In its recently concluded review of government communications, the Cabinet Office chose to wind down COI, replacing it in the long term with a slimmed-down Government Communications Centre.
Proposals for a centralised team of marketers organised into "theme teams" were rejected in favour of individual government departments taking responsibility for their own campaigns.
Asked today for his opinion about the possible effect this change could have on the industry, Sorrell said: "It depends on how much and what gets done ... being more fragmented may be a disadvantage, it may be better to co-ordinate these things to have some sort of central body to do it, but I'm sure they will try and do a good job.
"Obviously it's understandable in the context of the budget cuts, or the reductions in the increase in government spending, it was probably pretty inevitable the government would reduce spending."
The introduction of spending controls on advertising and marketing in June last year led to a 68% reduction in external spend through COI from £532m in 2009/10 to an estimated £168m in 2010/11.

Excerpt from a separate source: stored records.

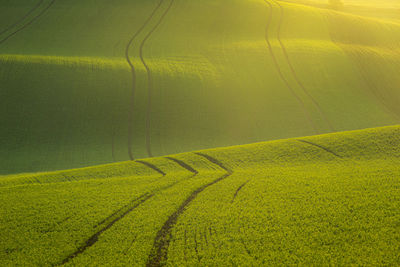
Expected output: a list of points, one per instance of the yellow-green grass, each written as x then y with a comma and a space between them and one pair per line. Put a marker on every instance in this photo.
66, 88
321, 200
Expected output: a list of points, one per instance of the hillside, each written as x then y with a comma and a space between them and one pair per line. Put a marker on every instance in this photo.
93, 82
322, 200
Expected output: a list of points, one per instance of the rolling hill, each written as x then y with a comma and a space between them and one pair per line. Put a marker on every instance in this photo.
322, 200
92, 82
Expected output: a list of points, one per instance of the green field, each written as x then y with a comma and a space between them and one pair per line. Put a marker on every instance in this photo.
199, 133
207, 74
324, 200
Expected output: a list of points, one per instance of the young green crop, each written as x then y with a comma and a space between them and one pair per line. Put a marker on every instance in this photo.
321, 200
249, 71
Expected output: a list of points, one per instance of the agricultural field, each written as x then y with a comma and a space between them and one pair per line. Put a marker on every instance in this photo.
95, 82
199, 133
324, 200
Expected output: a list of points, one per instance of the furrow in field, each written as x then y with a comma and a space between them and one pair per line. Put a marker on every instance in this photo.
22, 18
94, 238
279, 70
120, 213
148, 164
321, 147
150, 79
238, 189
183, 165
293, 71
133, 74
159, 252
28, 23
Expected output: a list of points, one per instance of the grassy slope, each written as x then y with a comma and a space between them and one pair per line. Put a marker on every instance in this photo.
65, 87
329, 199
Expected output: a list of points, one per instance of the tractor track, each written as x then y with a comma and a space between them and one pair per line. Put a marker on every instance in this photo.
238, 189
159, 252
118, 215
95, 237
183, 165
321, 147
154, 167
22, 18
150, 78
293, 71
28, 23
133, 74
278, 68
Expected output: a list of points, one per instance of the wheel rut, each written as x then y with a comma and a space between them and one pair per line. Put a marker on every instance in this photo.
94, 238
279, 70
30, 22
293, 71
116, 216
152, 166
22, 18
183, 165
159, 252
321, 147
150, 78
133, 75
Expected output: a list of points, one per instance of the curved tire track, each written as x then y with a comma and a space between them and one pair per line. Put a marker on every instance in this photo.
154, 167
119, 214
183, 165
95, 237
22, 18
28, 23
278, 68
159, 252
293, 71
150, 78
133, 73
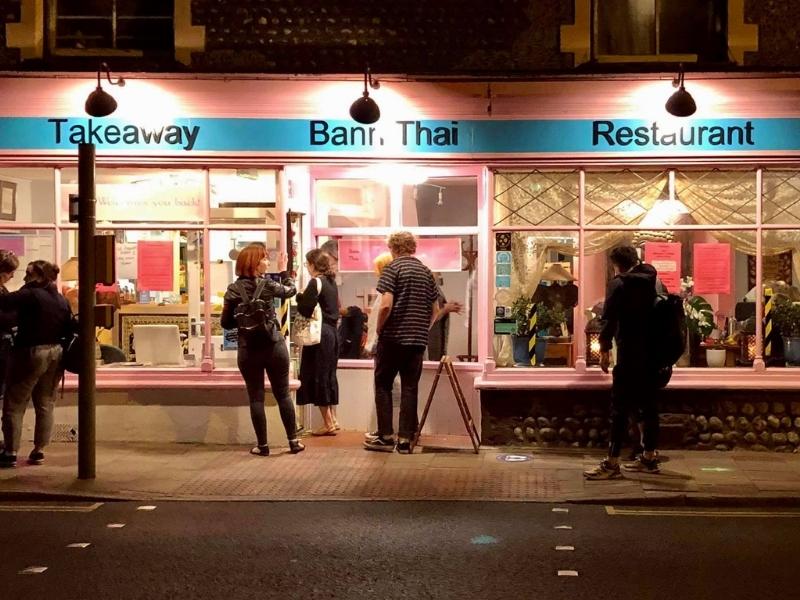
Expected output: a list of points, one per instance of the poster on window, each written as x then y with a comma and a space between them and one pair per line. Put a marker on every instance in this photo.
155, 266
666, 258
712, 268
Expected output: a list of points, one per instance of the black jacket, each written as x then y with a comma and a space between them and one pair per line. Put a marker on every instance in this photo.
628, 306
43, 315
272, 289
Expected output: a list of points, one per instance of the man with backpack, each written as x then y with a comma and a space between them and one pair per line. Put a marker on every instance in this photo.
628, 318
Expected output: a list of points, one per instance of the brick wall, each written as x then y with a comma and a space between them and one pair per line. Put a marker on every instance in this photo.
778, 33
9, 13
401, 36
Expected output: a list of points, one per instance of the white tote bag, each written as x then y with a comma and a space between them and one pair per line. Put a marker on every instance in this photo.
308, 331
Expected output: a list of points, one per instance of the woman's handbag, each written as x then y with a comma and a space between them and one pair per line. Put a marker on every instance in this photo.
307, 331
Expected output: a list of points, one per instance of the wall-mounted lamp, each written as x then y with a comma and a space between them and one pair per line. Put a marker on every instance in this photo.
681, 103
365, 110
100, 103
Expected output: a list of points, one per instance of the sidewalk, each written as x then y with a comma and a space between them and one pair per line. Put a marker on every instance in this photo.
337, 468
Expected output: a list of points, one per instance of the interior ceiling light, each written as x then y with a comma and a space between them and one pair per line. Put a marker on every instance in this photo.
681, 103
100, 103
365, 110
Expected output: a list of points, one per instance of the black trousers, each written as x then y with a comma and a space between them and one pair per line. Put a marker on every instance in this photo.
634, 391
391, 359
273, 357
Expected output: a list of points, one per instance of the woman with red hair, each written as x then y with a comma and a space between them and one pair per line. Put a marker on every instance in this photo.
262, 348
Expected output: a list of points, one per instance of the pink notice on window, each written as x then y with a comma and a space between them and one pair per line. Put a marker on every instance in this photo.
155, 267
440, 254
712, 268
666, 258
356, 255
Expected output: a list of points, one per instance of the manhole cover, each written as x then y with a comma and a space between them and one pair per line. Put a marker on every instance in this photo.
514, 457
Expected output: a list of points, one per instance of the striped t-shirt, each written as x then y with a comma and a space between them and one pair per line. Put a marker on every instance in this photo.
414, 290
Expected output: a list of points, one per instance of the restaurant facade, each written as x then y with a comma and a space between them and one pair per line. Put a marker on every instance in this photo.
517, 190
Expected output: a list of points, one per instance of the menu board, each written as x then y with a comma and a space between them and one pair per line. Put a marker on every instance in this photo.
666, 258
712, 268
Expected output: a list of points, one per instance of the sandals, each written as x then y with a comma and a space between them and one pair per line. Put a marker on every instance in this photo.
260, 450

M4C had dropped from 70 to 25 employees by March, when its head of planning Peter Kemp was promoted to managing director in the wake of Alex Altman leaving for Initiative last August.
However, Sorrell insisted the amount of work left over would be enough to keep M4C in business.
Mark Hunter, ISBA's outgoing president, used his final speech at its annual lunch in July to voice advertisers' "disappointment and concern" over COI's closure and warned of a significant drop-off in the effectiveness and efficiency of government communication.
"The Government has picked on advertising because it is outward and visible," Sir Chris Powell, the ex-agency boss who now runs the Advertising Standards Board of Finance, claimed. "It has become the whipping boy."